Beyond this, in Google Search Console, you can submit your XML sitemaps directly to Google. What’s really useful is that they will let you know if there are any errors as well as the number of URLs submitted via the specific XML sitemap and the number of associated URLs that are indexed. This is the best value that can be derived from XML sitemaps.
Strategy: How to Create XML Sitemaps
Given that Google will tell you the inherent percentage of indexed pages for each XML sitemap, this information can be very useful if you properly create your XML sitemaps. If you throw all your pages into one XML sitemap, there really isn’t a lot of value here. If you have a large site and an indexation problem, this tool isn’t actually that helpful. You can see the total number of indexed URLs vs the number submitted but not much more than that. On a large site, you need a starting point to work on your indexation otherwise it is much like finding a needle in a haystack.

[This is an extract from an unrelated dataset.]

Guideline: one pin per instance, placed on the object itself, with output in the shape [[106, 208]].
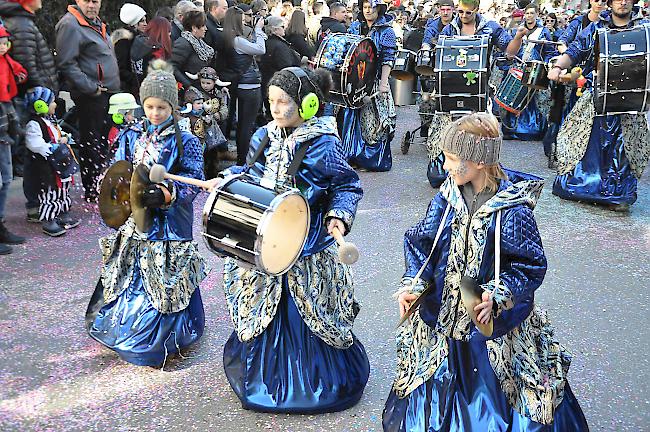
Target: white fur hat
[[131, 14]]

If you split up your XML sitemaps into different segments, you can derive a lot of value and information from the Search Console XML sitemap center. You can use the XML sitemaps report as a diagnostic tool to identify areas of your site where Google has poor indexation. With this information, you can dive into an audit reviewing your pages in this area of your site.

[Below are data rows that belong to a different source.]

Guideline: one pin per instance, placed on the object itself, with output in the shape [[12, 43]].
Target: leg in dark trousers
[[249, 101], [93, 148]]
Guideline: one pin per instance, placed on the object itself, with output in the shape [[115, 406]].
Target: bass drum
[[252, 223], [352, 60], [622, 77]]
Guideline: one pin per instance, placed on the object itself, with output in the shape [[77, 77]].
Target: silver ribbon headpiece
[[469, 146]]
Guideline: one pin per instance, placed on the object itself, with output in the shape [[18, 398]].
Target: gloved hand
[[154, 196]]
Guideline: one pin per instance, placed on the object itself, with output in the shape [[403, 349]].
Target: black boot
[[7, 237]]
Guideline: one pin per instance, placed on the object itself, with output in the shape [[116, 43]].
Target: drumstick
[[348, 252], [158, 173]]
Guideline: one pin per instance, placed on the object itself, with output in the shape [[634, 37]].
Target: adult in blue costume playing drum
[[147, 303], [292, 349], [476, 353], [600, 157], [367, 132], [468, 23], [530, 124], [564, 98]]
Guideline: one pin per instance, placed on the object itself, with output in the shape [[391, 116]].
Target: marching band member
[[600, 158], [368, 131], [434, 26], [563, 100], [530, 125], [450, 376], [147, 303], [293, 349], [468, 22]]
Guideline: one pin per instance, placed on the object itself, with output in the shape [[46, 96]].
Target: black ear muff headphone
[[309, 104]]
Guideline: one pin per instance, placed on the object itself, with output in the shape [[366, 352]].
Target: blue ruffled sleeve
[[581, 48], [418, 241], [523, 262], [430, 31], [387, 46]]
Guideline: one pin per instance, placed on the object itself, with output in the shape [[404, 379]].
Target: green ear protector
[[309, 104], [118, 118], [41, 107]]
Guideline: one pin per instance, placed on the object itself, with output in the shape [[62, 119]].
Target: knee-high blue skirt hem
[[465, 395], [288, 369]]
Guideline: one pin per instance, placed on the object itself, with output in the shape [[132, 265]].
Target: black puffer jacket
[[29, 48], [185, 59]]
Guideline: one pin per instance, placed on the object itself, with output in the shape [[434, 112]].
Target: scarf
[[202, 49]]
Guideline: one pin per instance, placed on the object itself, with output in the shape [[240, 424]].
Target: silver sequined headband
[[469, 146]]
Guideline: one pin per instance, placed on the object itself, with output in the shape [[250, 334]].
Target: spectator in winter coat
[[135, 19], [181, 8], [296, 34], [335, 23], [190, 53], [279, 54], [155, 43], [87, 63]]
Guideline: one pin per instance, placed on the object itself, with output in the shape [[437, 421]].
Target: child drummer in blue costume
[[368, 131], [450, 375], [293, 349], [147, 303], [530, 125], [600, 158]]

The basic idea is to setup and create your XML sitemaps so that they reflect the important areas of your site. For example, if I had an ecommerce site, I’d segment my XML sitemaps as follows:
- category pages
- product pages
- key landing pages
- blog / content pages
- location pages
- customer support pages
As you can see, this would outline the major areas of the site and would provide structure into solving indexation problems. It is worth noting that if you have a large site and have tiered category pages that require several clicks (ex: clothing > mens clothing > mens shirts > mens t shirts), you should consider setting up XML sitemaps to reflect this – such as category pages (level 1), category pages (level 2), etc. This will help you see if indexation problems begin or are exaggerated at specific depths of your site. Another approach you could use here would be to approach this by topics rather than XML sitemaps. For example, you could create XML sitemaps for:
- Mountain biking
- Rock climbing
Both of the above sitemaps provide value in understanding the indexation of your site. Rather than a high level single number for your site, you can if there are disproportional indexation problems with any particular portion of your site. If you follow this segmentation strategy when you are deciding how to build your XML sitemaps, you will be in a much better place to diagnose indexation problems should they arise.